AIRI is a nationwide association of 88 independent, not-for-profit research institutes conducting peer- research in the biomedical and behavioral sciences. It includes two Oklahoma institutions: OMRF and the Samuel Roberts Noble Foundation in Ardmore.
Together, AIRI institutes secured approximately $1.5 billion in research funding from the National Institutes of Health in 2006. OMRF was responsible for $25 million of this figure, ranking it 15th among AIRI institutions.

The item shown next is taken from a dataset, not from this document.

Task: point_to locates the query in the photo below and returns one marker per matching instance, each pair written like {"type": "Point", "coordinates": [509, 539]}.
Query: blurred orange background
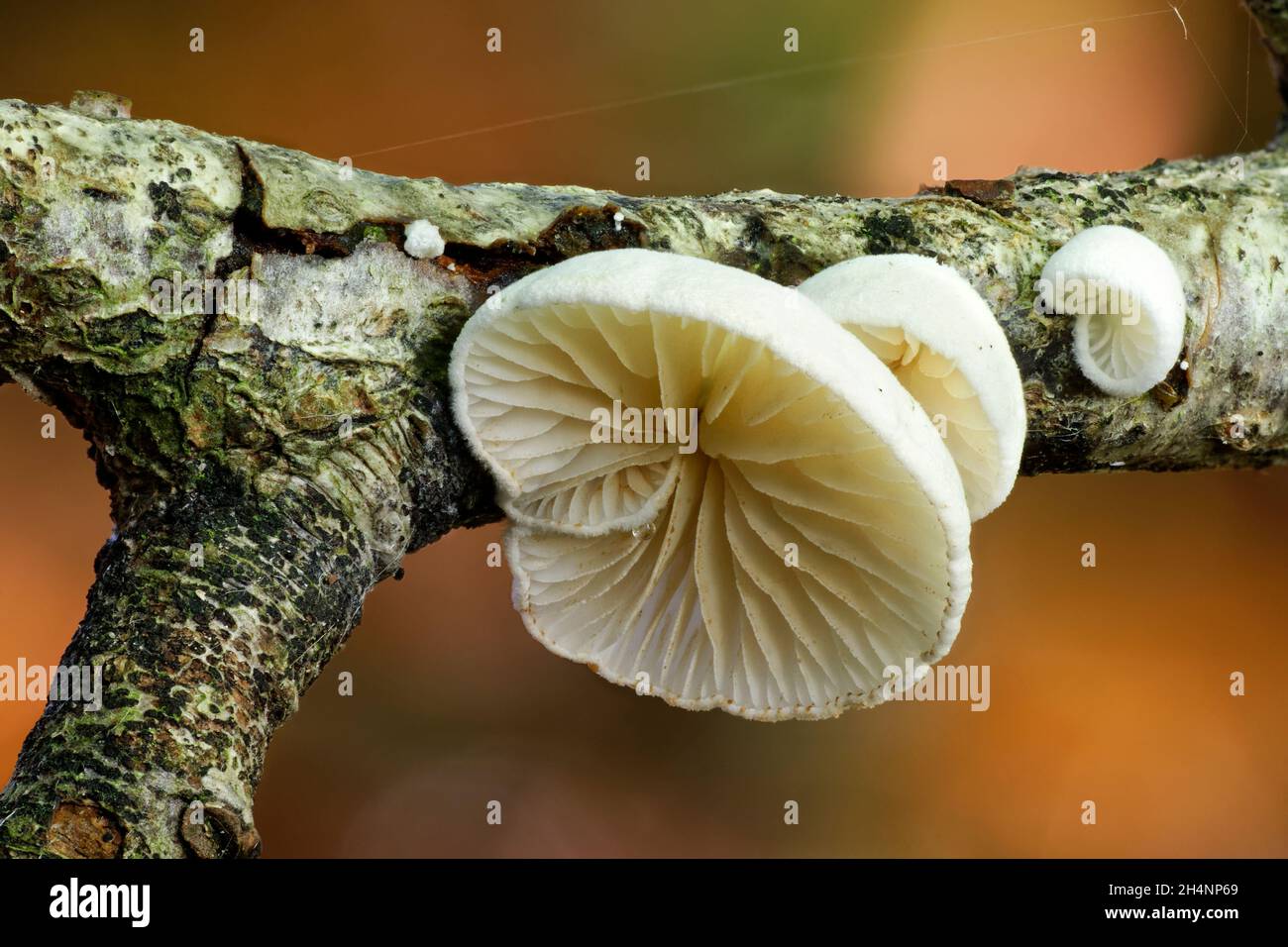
{"type": "Point", "coordinates": [1108, 684]}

As president, Morgan plans to advocate on issues that affect independent research institutes and their ability to conduct research into the understanding and treatment of disease. “In these times of tight budgets, it is key that Congress sustains funding for biomedical research,” said Morgan. “Medical research is a long-term process, and if we’re going to meet the challenge of continuing to improve human health, we can’t let our commitment wane.”
AIRI scientists include seven Nobel laureates and have been responsible for, among other things, developing the vaccine for polio. “Independent research institutes have played a crucial role in improving human health through research,” said Morgan. “Their small size and lean administrative structures have created an ideal scientific environment, one particularly suited to creativity and innovation.”
An Oklahoma City native, Morgan earned his bachelor’s degree at the University of Oklahoma and his M.B.A. at Oklahoma City University. He joined OMRF’s staff in 1969.
OMRF (omrf.org) is an independent, nonprofit biomedical research institute dedicated to understanding and developing more effective treatments for human disease. Chartered in 1946, its scientists focus on such critical research areas as Alzheimer’s disease, cancer, lupus and cardiovascular disease.